Description: This project aims to improve the management of and interaction with the server hardware.

Deliverables: Easy, automatic updates for server firmware and RAID firmware; improved monitoring of RAID controllers; monitoring of ambient temperature and clean server shutdown when it gets too high; an OMSA configuration which is useful to us and which we can live with; an improved appreciation of what is and isn't useful and easily automatable in this area. The highest priority deliverable is automated monitoring of the RAID controllers.

Why: 

Customer: Directly, the computing staff of the School of Informatics. Indirectly, users of School of Informatics services, through improved reliability and quicker & easier maintenance tasks.

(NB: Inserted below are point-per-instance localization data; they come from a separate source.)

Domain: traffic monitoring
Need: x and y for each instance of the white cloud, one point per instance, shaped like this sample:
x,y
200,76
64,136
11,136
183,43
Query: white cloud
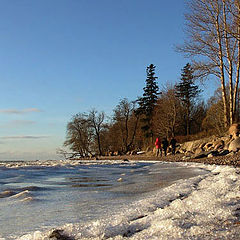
x,y
16,111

Case statement: We need to improve our interaction with server hardware. For example we have in the past lost data through RAID controller firmware not being kept up to date. It's useful to keep server BIOS versions upgraded. It's useful to know when disks in a RAID array have developed a fault. And we should be able to automatically and cleanly shut down machines when the ambient temperature gets too high. Software exists to help manage these sort of tasks; we need to work out which software would help us and how and design and implement lightweight solutions accordingly. This would provide a way to improve our server reliability (for those servers which aren't being painstakingly monitored and upgraded by their managers) or automate some time-consuming tedious tasks (for those managers who do take pains to upgrade firmware etc.)

When: 

Status:

Timescales: The project has been allocated two weeks of time.

Priority: CEG has judged this to be a high priority project w.r.t. temperature measurement and RAID monitoring.

Time: The project has been allocated two weeks.

How: 

Proposal: see Plan.

Resources: Plentiful access to examples of our more popular models of rack-mounted servers.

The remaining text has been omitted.